Advanced technology from Schott has been contributing to the commercial success of solar thermal power plants since the 1980s. If you were to line up all of the solar receivers that Schott Solar has manufactured to date, this line would extend for a distance of 4,000 kilometres. The technology group exports its high-tech product to all regions of the world from the two Schott plants in Mitterteich (Bavaria) and Aznalcóllar, near Seville (Spain). Today, solar power plants “powered by Schott Solar” are located in Spain, the US, Morocco and Abu Dhabi, for example. Only recently, the company shipped 17,000 of these receivers for the very first CSP installation in the sunny country of India.
CSP technology is considered to hold great promise for the future because it guarantees the stability of the power grid. The reason is that energy can be stored easily as heat and then be fed into the grid as needed. CSP solar power plants can thus generate electricity even long after the sun has gone down or when clouds get in the way of the sun. This allows for load management in power grids. The entire CSP market is expected to account for an annual market volume of EUR 15 billion over the next few years. According to the US National Renewable Energy Laboratory, roughly 60 CSP power plants are already connected to the grid in various regions of the world. Another 40 have now reached the construction or concrete planning phase.
The question of how much solar energy a receiver can absorb and convert into heat is crucial to the efficiency of a solar power plant. In this respect, Schott stands for the highest efficiency and durability with its products. By implementing new coating and design measures, Schott Solar was able to increase the efficiency of its receivers by several percentage points in recent years – a leap that can be worth millions of euros during power plant operations. Now, the company has gone even one step further by introducing a noble gas capsule. This device, that can be opened at any time during power plant operations, binds substances that have become detached during the many years that a plant is in operation that can have a negative effect on the efficiency of the receivers. “The noble gas capsule is a measure that extends the service life of a receiver so to speak. It allows for the power plant to continue generating electricity efficiently even many years after it has already been written off,” Schott Board member Hans-Joachim Konz explains.

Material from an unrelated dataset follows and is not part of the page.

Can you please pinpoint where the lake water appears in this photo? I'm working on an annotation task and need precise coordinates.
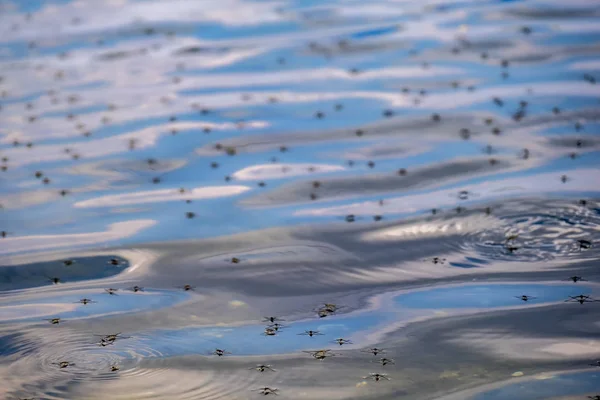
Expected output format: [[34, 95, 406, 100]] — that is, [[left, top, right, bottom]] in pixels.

By continuing to pursue an ongoing innovation process, Schott will be able to contribute to making CSP technology even more cost-efficient in the future. “We see potential at many different levels,” Konz notes. “On the one hand, in developing new heat transfer media. Solar fields will either generate steam directly or use molten salt as a heat transfer medium in the future in order to be able to operate the power plant process at at least 500°C and thus achieve higher efficiency. In addition, it looks as if we will be able to use even larger receivers in many of the more recent power plants that are now being planned. This would increase the active surface area and thus enable the receiver to convert even more sunlight into heat. Nevertheless, we also see immense potential in optimizing the solar field, in other words improving how the receiver, mirrors and support structures interact.” This is how the company plans to help lower the costs of generating solar electricity. Schott is open to working with partners in order to achieve this objective.